With his ship, the shark cutter "Dagmar Aaen", professional adventurer and climate activist Arved Fuchs and an international crew set off from Kiel yesterday, Thursday, on the fourth leg of his Ocean Change expedition. The journey will take them via the Shetlands and Faroe Islands to Iceland and on to Greenland. There it will call at Tasiilaq, Qaqortoq and Nuuk for several weeks. From mid-August, the "Dagmar Aaen" will then continue on to Labrador and Nova Scotia on Canada's east coast. Along the way, data will be collected to help gain more precise insights into the current state of the Gulf Stream.
This is an "immensely important heat pump for our planet", according to a statement from Fuchs' team at the start of the expedition. "The ocean current warms up in the Atlantic west of the African continent, flows to the Gulf of Mexico, warms up further there, picks up the Florida and Bahamas currents and then flows towards the British Isles, transporting as much energy as around one million nuclear reactors."

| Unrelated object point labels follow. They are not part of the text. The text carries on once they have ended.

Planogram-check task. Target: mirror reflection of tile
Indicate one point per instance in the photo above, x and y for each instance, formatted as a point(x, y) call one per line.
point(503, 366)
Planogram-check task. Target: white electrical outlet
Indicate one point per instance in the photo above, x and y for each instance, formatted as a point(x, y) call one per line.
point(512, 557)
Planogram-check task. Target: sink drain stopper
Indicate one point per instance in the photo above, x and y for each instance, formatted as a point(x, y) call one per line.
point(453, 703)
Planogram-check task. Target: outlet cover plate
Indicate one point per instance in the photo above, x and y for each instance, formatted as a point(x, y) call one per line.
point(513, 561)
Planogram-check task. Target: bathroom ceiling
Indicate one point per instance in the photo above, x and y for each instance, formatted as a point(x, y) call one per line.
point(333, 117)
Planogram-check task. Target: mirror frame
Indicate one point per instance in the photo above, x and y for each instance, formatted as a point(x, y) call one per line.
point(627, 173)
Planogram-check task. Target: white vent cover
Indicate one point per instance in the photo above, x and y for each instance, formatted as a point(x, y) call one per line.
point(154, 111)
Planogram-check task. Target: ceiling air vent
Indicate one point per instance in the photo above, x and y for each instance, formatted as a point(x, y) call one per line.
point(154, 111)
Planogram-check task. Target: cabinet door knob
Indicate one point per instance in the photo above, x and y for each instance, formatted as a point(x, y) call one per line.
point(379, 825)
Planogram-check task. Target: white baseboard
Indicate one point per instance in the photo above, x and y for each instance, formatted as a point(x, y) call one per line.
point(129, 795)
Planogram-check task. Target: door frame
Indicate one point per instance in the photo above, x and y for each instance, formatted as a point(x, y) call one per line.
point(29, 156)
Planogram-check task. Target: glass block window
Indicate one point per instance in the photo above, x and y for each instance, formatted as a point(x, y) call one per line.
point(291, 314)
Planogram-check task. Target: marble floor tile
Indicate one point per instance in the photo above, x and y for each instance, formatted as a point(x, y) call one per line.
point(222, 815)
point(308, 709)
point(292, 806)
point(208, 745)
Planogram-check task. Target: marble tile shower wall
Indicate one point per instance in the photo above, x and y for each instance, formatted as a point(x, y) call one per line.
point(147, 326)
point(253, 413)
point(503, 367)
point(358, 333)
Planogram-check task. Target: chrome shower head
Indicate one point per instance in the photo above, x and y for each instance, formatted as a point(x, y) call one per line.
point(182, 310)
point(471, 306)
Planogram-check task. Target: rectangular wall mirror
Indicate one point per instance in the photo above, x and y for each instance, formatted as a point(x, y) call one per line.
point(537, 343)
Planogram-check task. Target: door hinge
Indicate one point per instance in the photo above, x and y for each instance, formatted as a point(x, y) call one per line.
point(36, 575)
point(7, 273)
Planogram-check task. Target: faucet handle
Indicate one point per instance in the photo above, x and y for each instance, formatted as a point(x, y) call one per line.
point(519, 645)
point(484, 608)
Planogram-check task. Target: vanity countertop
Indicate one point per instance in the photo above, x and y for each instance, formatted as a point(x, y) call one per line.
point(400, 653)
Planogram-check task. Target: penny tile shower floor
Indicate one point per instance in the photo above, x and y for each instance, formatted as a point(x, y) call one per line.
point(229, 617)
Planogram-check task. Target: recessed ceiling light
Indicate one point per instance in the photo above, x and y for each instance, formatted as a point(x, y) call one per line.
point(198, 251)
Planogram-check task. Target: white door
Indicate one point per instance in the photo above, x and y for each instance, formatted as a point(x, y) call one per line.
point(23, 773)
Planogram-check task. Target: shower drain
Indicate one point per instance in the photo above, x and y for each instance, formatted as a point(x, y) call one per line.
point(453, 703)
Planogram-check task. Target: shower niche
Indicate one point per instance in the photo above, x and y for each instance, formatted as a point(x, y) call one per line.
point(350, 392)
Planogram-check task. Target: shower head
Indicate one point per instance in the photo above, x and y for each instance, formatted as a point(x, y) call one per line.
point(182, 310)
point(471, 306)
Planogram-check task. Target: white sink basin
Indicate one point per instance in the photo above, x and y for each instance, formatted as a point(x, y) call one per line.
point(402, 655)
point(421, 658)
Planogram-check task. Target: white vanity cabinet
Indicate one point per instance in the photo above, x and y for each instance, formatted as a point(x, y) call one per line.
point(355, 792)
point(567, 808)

Researchers have been warning for some time that climate change is sapping the power of this "circulation pump": "Due to the increased influx of meltwater and the decline in sea ice, the 'Atlantic Meridional Overturning Circulation' (AMOC), as the Gulf Stream is known in science, has already weakened by around 15 per cent. This is dramatic, as the Gulf Stream is considered a tipping element: one of the systems in the global climate system that threatens to collapse above a certain level of global warming."
Arved Fuchs and the "Dagmar Aaen" are on their fourth leg of the Ocean Change expedition, equipped with state-of-the-art technology and scientifically supported by the Helmholtz Centre for Ocean Research Geomar, among others. A SubCtech system with probes from Sea & Sun Technology, for example, will continuously measure the salinity, carbon dioxide (CO2), conductivity, temperature, chlorophyll and oxygen in the seawater - down to a depth of 500 metres.
This seawater will circulate permanently through the system and send the data directly via satellite to Geomar, which will display these values live 24 hours a day on its Beluga navigation platform developed in 2021. The crew of the "Dagmar Aaen" will also install measuring buoys from Meteo France during the expedition, which will autonomously collect and send data for three years. Beluga will continuously report on the progress of the expedition.
Arved Fuchs also categorises this year's leg of the expedition series under three other important aspects: "Ships of Opportunity are vessels that travel in seldom-travelled regions of the world's oceans and are able to collect data on the state of the sea thanks to state-of-the-art digital measurement technology. The 'Dagmar Aaen' is one such Ship of Opportunity. It has been travelling the remote polar routes for decades. The interdisciplinary work between research institutes and sailing yachts, such as during the Vendée Globe sailing regatta or our current expedition, provides valuable data to research institutions such as Geomar."
Fuchs continues: "'Unite behind the science' is our motto. We need to strike a chord in people, because only then will we be able to solve the ecological and social challenges of our time. We will only be able to do this if we take as many people as possible with us and learn to better understand the global connections - that's why I have always seen my work as a 'citizen science project'. Everything is connected to everything else. And for that we need science, quite simply!"